16/05/2025
Ever wondered why you aren't sleeping well? Or your kids are always tired? Read this short article that was stolen with permission from my good friend Billy Craig - enjoy.
How to get 🔥 sleep!
The evolutionary use of fire profoundly impacted human physiology, behavior, and even brain development. Fire wasn't just a tool for cooking—it reshaped our environment, our circadian rhythms, and our metabolic priorities. Here's how this ties into evolutionary safety, rest, brain development, and even how fire’s red light spectrum might still help us today:
🔥 1. Fire as an Evolutionary Catalyst
The control of fire was arguably one of the most transformative evolutionary events. Its influence went far beyond cooking:
🔐 A Shield Against Predators
Fire provided safety at night, reducing the need for hypervigilance.
This allowed early humans to sleep more deeply, especially in groups, knowing the fire deterred animals.
Deeper, more restorative sleep supported memory consolidation, immune repair, and neurodevelopment.
🧠 Energy Reallocation
Cooking food made nutrients more bioavailable and digestion less energy-intensive.
This freed metabolic energy that could be redirected toward brain expansion and complexity (supporting the "expensive tissue hypothesis").
Less time was needed for foraging and digesting raw food, giving time for social bonding, planning, and cultural development.
🛌 Extended Wakefulness Under Safer Conditions
Firelight extended the day in a gentle way. Rather than harsh sunlight, the low-intensity, red-dominant glow of fire allowed humans to stay awake longer without fully disrupting melatonin production.
This may have contributed to group bonding, storytelling, and tool-making during low-energy nighttime hours.
🌅 2. Firelight and the Red Spectrum: A Circadian Match
Human biology is tuned to natural light cycles. Firelight aligns closely with the evening spectral environment, especially in contrast to blue light:
🔴 Red and Amber Light Support Sleep
Fire emits mostly longer wavelengths (red/orange), which do not suppress melatonin significantly.
In contrast, blue light (from screens, LEDs, etc.) strongly suppresses melatonin, disrupting sleep timing and depth.
🧠 Calm Brain State Induction
Red/orange light creates a visually calming environment, reducing cognitive stimulation and sympathetic nervous activity.
This mimics twilight conditions, signaling safety and rest rather than alertness or threat.
🛑 Modern Disruption
Artificial lighting—especially cool white or blue-rich LEDs—is the opposite of firelight.
It tricks the brain into “daytime mode,” contributing to insomnia, anxiety, metabolic dysfunction, and circadian misalignment.

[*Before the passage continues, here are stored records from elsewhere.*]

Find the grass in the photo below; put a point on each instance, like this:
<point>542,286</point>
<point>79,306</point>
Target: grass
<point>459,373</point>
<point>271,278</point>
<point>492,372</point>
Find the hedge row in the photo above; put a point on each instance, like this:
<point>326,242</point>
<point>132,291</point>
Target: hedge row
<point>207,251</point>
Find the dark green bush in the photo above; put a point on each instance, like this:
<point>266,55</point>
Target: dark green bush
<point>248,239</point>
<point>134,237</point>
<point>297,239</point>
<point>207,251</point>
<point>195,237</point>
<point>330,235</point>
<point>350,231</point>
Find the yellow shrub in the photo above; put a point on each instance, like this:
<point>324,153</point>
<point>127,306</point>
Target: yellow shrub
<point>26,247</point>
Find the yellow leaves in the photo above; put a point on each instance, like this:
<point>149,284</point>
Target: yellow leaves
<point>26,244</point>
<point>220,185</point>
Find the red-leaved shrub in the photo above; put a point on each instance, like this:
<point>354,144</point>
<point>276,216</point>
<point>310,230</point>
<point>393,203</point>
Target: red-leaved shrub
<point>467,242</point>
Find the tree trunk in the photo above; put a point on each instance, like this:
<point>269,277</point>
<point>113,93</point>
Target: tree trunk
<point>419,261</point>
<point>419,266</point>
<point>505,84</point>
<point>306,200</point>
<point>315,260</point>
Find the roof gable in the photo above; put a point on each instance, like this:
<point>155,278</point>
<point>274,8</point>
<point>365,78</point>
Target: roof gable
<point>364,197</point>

🧬 3. Evolutionary Implications for Sleep and Growth
The safety and light provided by fire may have:
Reduced the energetic cost of fear (by calming the amygdala through perceived safety).
Enabled longer, consolidated sleep and thus more REM and deep sleep, both essential for memory, learning, and cellular repair.
Supported a more efficient metabolism, reducing stress hormone output and supporting hormonal regulation.
Created a social, cooperative space—key for language development and shared knowledge.
🌙 Takeaway: Can Firelight Still Help Us Today?
Yes. Mimicking firelight in modern environments can help recreate the ancestral cues our brains and bodies evolved to rely on:
Use red or amber light bulbs after sunset to support melatonin and calm.
Avoid screens or use blue light filters in the evening.
Consider candlelight or infrared lamps to ease the nervous system before sleep.
Reconnect with natural firelight when possible—campfires, fireplaces, even just being outdoors at dusk.